In this section we highlight the additional API features and optimisations that pyfive provides beyond the standard h5py functionality.

Modifications to the File API

When acccessing a file, in addition there are two modifications to the standard h5py API that can be used to optimise performance. A new method (get_lazy_view) and an additional keyword argument on visititems (noindex) are provided to support access to all dataset metadata without loading chunk indices.

Note

Loading chunk indices at dataset instantiation is mostly a useful optimisation, but not if you have no intent of accessing the data itself.

The Group API is fully documented in the autogenerated API reference, but the additional methods and keyword arguments are highlighted here. These methods are also avilable on the File class, since File is a subclass of Group.

Group.get_lazy_view(y: object) → object[source]

This instantiates the object y, and if it is a chunked dataset, does so without reading the b-tree index. This is useful for inspecting a variable that you are not expecting to access. If you know you want to access the data, and in particular, if you are going to hand the data to Dask or something else, you almost certainly want to read the index now, so just do x[y] rather than x.get_lazy_view(y).

This is a pyfive extension to the standard h5py API.

Group.visititems(func: Callable, noindex: bool = False) → object[source]

Recursively visit all objects in this group and subgroups.

func should be a callable with the signature:

func(name, object) -> None or return value

Returning None continues iteration, return anything else stops and return that value from the visit method.

Use of the optional noindex=True will ensure that all operations are not only lazy wrt data, but lazy wrt to any chunked data indices. This keyword argument is a pyfive extension to the standard h5py API.

Modifications to the DatasetID API

When accessing datasets, additional functionality is exposed via the pyfive.h5d.DatasetID class, which implements the low-level data access methods for datasets (Variables).

The DatasetID API is fully documented in the autogenerated API reference, but additional methods and attributes are highlighted here:

DatasetID.first_chunk

The integer address of the first data chunk for this variable.

This property may be of use in understanding the read performance of chunked data in object stores. first_chunk is a pyfive API extension.

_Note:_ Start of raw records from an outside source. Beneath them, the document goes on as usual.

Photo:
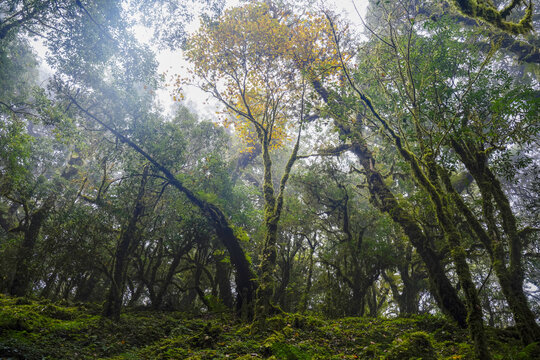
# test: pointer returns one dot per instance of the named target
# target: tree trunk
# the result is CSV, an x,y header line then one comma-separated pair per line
x,y
244,277
113,305
23,274
383,199
510,277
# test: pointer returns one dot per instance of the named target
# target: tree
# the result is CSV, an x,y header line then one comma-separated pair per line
x,y
251,60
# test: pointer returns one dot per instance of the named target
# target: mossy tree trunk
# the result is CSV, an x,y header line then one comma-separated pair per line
x,y
384,200
128,239
507,266
272,213
244,275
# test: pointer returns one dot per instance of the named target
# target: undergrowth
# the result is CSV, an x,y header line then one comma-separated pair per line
x,y
39,329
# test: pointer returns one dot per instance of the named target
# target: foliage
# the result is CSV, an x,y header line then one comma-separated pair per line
x,y
38,328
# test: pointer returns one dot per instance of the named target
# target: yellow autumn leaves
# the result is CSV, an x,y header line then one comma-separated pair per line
x,y
252,59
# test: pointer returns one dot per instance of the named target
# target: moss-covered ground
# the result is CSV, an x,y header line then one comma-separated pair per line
x,y
38,329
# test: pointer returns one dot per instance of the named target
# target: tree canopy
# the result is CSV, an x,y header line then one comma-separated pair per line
x,y
386,170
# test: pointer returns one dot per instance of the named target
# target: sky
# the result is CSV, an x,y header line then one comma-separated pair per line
x,y
174,63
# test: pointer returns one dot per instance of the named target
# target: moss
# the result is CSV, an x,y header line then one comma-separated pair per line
x,y
530,352
416,345
68,332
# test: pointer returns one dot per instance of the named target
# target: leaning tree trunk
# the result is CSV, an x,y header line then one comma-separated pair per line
x,y
384,200
244,275
510,276
113,305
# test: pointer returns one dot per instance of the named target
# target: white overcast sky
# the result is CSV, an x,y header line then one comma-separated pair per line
x,y
173,62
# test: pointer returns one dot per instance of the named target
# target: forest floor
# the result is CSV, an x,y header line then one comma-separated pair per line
x,y
39,329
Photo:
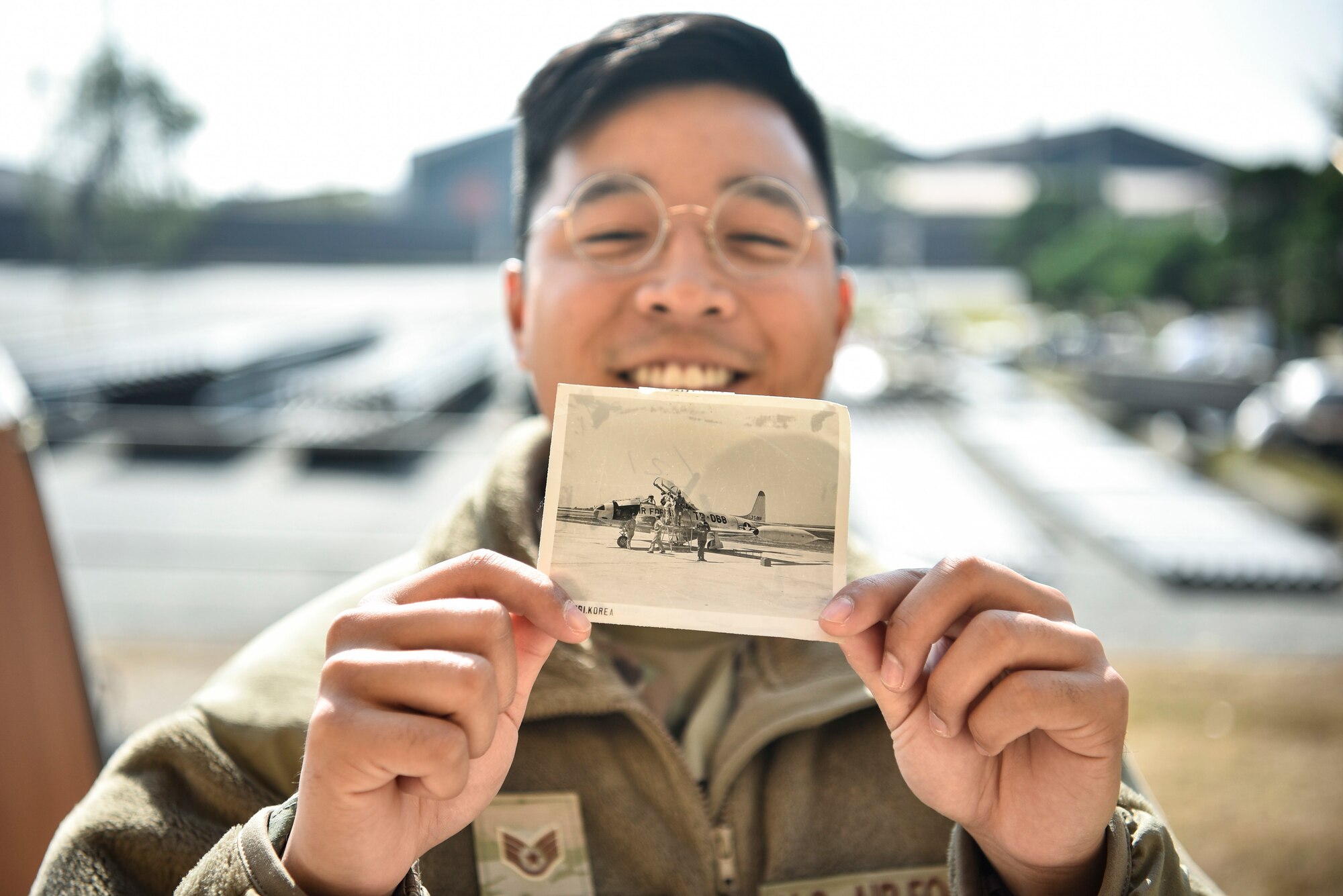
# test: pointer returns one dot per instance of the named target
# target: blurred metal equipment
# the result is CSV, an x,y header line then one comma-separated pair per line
x,y
389,399
1303,403
1148,509
49,756
195,389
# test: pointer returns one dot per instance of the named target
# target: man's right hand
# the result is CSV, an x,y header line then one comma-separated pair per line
x,y
417,718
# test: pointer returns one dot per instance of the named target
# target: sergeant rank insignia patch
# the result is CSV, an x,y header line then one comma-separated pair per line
x,y
531,844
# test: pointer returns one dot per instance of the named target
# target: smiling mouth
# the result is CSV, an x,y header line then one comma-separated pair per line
x,y
682,376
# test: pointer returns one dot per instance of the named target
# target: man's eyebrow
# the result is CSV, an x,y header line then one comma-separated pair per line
x,y
766,191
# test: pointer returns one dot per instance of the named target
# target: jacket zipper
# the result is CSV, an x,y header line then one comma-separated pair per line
x,y
726,854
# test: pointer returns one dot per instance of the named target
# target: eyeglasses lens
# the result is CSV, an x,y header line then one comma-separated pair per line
x,y
761,228
616,224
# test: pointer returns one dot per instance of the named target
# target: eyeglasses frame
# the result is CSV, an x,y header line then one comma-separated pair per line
x,y
665,212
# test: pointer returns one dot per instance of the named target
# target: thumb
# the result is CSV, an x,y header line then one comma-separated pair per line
x,y
534,648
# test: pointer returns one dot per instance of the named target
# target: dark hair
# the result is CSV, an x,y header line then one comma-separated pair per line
x,y
584,83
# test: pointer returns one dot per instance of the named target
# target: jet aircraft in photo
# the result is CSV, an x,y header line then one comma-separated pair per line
x,y
682,517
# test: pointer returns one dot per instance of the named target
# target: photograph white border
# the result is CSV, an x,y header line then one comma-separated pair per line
x,y
679,617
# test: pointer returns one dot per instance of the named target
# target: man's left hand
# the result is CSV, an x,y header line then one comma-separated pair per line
x,y
1005,715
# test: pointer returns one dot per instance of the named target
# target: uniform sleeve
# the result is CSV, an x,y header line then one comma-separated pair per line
x,y
173,813
169,805
1141,858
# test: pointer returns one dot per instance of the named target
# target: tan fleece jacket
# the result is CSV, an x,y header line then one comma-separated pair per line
x,y
802,776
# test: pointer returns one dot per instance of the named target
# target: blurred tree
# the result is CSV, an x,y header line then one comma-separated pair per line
x,y
1279,246
120,200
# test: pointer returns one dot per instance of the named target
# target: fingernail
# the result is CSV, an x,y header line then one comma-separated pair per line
x,y
839,609
892,674
939,728
575,620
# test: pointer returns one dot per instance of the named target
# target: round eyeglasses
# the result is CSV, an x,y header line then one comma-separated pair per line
x,y
759,226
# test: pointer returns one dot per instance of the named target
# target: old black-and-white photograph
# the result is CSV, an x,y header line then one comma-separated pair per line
x,y
698,510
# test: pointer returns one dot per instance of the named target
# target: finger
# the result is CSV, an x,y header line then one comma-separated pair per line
x,y
487,575
464,626
956,591
1084,711
426,756
459,687
996,642
864,654
867,601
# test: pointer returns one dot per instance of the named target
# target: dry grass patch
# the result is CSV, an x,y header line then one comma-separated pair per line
x,y
1247,758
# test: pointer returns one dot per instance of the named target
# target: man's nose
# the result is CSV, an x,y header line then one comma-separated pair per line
x,y
687,279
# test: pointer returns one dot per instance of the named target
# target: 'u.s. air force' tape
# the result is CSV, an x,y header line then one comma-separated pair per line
x,y
528,844
930,881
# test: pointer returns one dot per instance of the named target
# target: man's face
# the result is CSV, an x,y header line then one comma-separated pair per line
x,y
684,317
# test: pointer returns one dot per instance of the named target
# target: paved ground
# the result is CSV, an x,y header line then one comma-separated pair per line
x,y
733,581
173,565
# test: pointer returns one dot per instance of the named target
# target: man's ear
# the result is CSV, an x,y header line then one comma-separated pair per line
x,y
845,290
515,305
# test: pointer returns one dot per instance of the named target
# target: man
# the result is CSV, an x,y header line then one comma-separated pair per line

DatasetID.btree_range: A tuple with the addresses of the first b-tree node for this variable, and the address of the furthest away node (Which may not be the last one in the chunk index). This property may be of use in understanding the read performance of chunked data in object stores. btree_range is a pyfive API extension.

DatasetID.set_pseudo_chunk_size(newsize_MB)[source]: Set pseudo chunking size for contiguous variables. This is a pyfive API extension. The default value is 4 MB which should be suitable for most applications. For arrays smaller than this value, no pseudo chunking is used. Larger arrays will be accessed in in roughly newsize_MB reads.